Maintain a balance between precision, accuracy, and ongoing monitoring
A metric’s context may be defined far more effectively with statistics than it can with anecdotes or stories. CISOs told VentureBeat that tightening metrics’ granularity is a reflexive response to increased attacks and breach attempts. Some CISOs rely on the guardrail of trying to get more accuracy and precision than a measure is intended to offer. As opposed to this, data continuity through time aids in providing context, just what C-level boards desire about cybersecurity investment and performance.
Which cybersecurity metrics matter most?
When cybersecurity experts take on the role of CISO, they focus on creating a quantifiable baseline for security standards and risk management. However, there is growing dependence on rating relative degrees of cyber risk. Cybersecurity providers continue to increase their use of predictive analytics and machine learning. CISOs should begin monitoring activity-based data, such as clock rates on phishing training emails, as they improve training programs and help build a stronger human firewall.
Apply zero trust to cybersecurity
Industrial control systems (ICSs)-dependent processing plants are prime targets for cyber attackers who want to employ low-tech USB devices to infect an entire factory with ransomware. ICS systems used in electrical, petroleum, and power processing industries are not security-focused.
“Physical security and cybersecurity both require zero trust. Therefore, a sound plan for our department works well overall.
Many zero-trust network access (ZTNA) projects are built around PAM and identity access management (IAM), which can offer insight on how cybersecurity benefits a company.
It’s essential to have endpoint threat detection for cybersecurity.
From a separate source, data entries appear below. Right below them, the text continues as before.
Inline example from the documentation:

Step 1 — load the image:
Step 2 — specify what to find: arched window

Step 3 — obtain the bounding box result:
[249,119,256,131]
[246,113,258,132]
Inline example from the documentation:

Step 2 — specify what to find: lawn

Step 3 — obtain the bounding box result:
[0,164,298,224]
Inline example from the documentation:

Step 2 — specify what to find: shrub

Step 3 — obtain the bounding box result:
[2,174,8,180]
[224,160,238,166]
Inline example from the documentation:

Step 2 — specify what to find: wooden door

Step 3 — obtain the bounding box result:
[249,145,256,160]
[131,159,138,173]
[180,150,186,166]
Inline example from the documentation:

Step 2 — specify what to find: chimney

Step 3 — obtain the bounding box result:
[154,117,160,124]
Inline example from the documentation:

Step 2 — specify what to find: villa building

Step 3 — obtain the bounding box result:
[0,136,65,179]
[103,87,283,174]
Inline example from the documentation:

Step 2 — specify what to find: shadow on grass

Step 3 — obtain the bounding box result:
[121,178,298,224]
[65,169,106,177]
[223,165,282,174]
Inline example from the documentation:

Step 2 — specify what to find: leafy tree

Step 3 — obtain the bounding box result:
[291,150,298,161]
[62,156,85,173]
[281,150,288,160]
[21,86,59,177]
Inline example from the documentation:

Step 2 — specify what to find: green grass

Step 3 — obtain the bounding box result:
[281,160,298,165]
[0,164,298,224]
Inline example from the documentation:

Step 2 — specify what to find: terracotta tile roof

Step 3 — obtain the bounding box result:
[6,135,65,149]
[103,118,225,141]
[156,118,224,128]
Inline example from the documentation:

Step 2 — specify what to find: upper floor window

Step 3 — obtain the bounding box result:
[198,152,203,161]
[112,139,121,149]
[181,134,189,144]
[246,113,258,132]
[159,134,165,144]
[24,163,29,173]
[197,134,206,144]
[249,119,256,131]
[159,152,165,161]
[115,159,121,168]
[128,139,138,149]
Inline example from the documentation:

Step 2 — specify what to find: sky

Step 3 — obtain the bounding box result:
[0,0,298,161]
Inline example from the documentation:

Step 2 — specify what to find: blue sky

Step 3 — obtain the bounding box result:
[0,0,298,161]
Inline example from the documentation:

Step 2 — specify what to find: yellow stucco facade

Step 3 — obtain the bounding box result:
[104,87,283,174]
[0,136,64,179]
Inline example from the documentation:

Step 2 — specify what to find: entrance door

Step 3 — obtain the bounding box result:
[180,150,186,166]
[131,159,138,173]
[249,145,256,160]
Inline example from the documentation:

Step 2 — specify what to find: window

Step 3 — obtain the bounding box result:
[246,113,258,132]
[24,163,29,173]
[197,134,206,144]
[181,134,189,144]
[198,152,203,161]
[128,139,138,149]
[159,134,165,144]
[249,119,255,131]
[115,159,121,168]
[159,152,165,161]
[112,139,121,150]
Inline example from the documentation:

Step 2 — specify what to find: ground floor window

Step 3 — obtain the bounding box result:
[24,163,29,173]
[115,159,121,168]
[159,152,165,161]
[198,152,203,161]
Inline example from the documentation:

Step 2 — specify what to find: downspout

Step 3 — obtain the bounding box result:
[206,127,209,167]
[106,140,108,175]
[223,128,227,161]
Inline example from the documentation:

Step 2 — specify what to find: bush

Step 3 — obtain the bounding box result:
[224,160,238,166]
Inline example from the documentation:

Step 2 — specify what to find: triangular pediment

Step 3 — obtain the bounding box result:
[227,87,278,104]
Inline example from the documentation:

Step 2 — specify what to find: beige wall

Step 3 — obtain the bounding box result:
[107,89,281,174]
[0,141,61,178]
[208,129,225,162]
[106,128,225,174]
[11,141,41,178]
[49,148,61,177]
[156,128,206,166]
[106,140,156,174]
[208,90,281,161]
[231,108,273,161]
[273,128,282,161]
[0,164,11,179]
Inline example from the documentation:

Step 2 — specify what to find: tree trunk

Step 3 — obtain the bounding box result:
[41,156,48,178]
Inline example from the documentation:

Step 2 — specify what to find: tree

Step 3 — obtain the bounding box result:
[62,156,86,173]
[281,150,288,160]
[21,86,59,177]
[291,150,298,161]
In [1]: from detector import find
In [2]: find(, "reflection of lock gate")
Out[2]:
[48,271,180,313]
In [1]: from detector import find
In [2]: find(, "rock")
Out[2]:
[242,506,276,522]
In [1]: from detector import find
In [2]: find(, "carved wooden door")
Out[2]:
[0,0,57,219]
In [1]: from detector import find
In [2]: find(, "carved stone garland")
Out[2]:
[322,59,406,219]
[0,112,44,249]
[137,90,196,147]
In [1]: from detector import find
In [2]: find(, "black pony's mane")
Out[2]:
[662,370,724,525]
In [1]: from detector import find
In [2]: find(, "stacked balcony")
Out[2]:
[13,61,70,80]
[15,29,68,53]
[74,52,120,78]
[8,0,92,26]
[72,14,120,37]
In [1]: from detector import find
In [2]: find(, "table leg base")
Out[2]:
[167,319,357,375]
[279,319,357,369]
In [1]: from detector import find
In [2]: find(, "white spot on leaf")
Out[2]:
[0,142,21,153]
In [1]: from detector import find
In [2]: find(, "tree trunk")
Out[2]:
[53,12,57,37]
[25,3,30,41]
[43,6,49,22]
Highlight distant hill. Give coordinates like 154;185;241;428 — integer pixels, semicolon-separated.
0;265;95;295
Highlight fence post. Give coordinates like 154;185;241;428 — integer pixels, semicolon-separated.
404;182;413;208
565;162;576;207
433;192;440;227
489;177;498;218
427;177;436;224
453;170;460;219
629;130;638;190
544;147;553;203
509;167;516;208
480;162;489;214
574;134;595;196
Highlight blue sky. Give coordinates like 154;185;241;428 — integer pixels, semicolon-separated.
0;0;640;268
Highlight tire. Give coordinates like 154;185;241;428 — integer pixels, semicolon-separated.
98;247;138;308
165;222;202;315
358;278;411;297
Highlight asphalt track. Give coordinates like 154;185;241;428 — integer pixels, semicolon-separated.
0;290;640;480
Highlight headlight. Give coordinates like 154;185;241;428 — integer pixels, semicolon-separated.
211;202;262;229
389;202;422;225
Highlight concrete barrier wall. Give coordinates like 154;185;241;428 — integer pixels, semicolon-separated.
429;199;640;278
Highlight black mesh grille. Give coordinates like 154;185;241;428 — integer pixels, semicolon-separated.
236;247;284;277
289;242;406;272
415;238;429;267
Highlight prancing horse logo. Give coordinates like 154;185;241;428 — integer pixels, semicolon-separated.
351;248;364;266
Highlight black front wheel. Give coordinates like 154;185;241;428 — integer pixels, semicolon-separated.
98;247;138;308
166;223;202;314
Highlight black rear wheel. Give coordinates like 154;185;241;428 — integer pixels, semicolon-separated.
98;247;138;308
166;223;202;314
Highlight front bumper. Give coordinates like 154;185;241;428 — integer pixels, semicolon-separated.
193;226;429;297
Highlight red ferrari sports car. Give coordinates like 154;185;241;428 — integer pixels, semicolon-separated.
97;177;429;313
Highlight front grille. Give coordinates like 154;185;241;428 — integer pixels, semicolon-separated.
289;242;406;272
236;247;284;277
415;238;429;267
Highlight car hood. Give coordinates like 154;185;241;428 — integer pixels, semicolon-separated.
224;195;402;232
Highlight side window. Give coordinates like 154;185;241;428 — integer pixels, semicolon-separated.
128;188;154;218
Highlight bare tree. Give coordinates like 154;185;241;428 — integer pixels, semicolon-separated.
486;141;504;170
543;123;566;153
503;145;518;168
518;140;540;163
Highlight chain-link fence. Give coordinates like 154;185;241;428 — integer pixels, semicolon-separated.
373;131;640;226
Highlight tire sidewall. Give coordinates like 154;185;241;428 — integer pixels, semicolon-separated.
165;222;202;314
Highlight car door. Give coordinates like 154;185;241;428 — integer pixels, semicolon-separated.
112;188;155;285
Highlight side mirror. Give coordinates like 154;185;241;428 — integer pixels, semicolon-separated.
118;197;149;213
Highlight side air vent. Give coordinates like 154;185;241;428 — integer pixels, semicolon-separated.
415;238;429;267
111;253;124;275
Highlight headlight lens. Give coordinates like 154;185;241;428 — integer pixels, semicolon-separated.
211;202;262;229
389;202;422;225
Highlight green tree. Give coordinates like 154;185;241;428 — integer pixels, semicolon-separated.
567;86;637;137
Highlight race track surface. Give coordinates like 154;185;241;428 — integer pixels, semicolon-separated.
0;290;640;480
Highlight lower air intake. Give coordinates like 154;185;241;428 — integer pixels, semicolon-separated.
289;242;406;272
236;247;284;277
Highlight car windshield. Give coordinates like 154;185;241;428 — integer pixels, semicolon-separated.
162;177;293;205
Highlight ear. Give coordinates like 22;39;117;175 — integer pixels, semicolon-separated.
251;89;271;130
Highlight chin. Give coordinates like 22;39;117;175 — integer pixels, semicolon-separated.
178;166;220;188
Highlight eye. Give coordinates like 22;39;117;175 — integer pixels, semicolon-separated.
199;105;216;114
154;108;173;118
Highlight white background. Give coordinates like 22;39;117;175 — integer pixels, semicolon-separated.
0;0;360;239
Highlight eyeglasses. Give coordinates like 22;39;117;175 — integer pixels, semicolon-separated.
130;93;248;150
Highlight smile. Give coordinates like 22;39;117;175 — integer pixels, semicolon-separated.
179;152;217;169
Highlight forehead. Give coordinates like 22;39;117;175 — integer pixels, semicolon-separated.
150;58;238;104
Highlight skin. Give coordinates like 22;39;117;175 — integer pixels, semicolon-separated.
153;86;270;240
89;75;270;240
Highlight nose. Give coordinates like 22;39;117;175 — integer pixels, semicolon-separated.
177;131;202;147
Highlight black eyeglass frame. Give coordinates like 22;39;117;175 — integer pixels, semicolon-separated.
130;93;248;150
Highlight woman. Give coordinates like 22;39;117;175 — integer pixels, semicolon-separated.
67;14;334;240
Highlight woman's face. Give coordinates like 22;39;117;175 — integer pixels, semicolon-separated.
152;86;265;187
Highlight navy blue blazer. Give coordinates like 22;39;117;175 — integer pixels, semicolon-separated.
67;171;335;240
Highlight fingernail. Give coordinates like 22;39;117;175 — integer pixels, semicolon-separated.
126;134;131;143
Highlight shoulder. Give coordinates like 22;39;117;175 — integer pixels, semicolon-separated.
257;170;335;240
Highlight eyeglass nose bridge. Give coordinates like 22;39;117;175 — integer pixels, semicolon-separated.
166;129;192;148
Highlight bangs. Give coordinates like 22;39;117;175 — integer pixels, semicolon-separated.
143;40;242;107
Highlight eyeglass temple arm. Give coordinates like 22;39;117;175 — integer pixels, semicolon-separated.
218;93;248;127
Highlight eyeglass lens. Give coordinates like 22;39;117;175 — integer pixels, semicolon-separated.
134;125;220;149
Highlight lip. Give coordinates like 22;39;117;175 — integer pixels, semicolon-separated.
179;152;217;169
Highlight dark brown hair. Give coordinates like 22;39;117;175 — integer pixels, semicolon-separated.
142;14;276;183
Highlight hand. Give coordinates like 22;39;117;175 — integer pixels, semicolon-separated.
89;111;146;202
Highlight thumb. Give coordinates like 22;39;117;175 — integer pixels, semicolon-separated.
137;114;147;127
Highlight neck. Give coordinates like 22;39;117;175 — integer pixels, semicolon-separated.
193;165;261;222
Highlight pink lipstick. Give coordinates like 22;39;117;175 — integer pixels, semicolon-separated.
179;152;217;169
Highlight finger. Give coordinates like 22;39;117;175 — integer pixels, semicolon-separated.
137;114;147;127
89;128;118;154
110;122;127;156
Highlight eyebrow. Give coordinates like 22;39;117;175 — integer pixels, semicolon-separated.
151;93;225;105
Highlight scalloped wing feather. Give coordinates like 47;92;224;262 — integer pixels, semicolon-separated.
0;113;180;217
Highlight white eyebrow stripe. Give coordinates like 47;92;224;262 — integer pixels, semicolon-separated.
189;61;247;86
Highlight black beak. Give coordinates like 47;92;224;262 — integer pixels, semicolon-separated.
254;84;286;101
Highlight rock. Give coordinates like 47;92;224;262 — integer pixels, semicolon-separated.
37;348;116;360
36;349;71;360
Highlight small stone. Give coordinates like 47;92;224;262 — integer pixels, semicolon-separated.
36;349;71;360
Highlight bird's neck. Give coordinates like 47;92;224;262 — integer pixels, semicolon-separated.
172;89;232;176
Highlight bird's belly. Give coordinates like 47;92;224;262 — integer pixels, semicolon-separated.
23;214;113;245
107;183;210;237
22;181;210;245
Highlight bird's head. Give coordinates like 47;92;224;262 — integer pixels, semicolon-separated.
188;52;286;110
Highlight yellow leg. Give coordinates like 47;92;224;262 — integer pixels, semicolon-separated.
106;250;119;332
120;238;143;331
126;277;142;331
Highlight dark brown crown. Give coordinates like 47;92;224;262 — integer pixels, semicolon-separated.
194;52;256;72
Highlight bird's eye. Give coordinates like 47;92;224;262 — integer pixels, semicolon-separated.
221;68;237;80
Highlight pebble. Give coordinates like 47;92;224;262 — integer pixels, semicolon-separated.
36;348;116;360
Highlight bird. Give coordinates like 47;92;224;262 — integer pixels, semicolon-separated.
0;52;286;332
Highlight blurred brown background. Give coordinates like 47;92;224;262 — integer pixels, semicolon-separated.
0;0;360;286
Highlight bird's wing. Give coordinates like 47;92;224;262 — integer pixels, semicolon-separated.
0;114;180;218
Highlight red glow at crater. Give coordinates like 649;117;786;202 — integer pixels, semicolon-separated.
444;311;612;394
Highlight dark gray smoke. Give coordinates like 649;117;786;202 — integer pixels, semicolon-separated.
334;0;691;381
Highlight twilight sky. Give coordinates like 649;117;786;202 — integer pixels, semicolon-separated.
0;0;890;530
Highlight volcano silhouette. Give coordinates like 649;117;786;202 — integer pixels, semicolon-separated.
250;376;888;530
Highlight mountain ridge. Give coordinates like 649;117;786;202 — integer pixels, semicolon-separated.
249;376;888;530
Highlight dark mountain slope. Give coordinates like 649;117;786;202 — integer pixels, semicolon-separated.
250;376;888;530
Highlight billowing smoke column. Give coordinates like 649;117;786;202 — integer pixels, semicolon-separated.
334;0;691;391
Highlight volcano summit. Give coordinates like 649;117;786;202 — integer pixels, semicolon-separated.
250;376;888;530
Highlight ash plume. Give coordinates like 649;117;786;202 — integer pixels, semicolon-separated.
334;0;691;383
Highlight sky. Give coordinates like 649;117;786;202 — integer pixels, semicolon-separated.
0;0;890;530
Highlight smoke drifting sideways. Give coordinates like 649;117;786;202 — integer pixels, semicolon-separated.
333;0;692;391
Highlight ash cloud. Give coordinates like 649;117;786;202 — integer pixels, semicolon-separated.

Endpoint attacks are the beginning of almost every potential intrusion or threat activity that an organization encounters. There are 11.7 installed security controls on the average endpoint. They all degrade at a different rates, resulting in numerous attack surfaces.
The 2021 Endpoint Risk Report showed that 52% of endpoints had three or more endpoint management clients installed. 59% had at least one identity access management (IAM) client. Metrics targeted at preventing endpoint attacks are a priority . According to a poll, 55% of cybersecurity experts believe that more than 75% of endpoint attacks cannot be stopped with their present solutions.
Additionally, every time we set up CS for an agency, they consistently give us prompt feedback and excellent outcomes.
Metrics for endpoint visibility help demonstrate security benefits within businesses. The focus should be on tracking open and fixed vulnerabilities by endpoint type, location, and segmentation.
Mean time-to-detect and mean time-to-recover
Both metrics assess the operational effectiveness of security and the degree of coordination between security and other departments. To evaluate how successfully systems detect events, CISOs frequently use mean time-to-detect as a high-level statistic average across industries.
Since mean time-to-recovery isn’t always a security team performance indicator, getting an accurate measurement of it is more complicated. What we can do to help here is make sure that agencies comply with state policies. They call for contingency planning and incident response planning, as well as support with periodic testing and exercising of these plans. So they can be the best prepared to respond to and recover from a significant incident.
Time to put dashboards on a diet
Most dashboards have too many metrics to demonstrate the value that cybersecurity offers to a business. It’s time to take at the dashboards and remove any measure that doesn’t affect endpoint security, growth, or resilience. There are at least a dozen new metric requests for each new widely reported breach. The solution to the breach prevention problem is not to add additional metrics. Having trustworthy, reliable data is.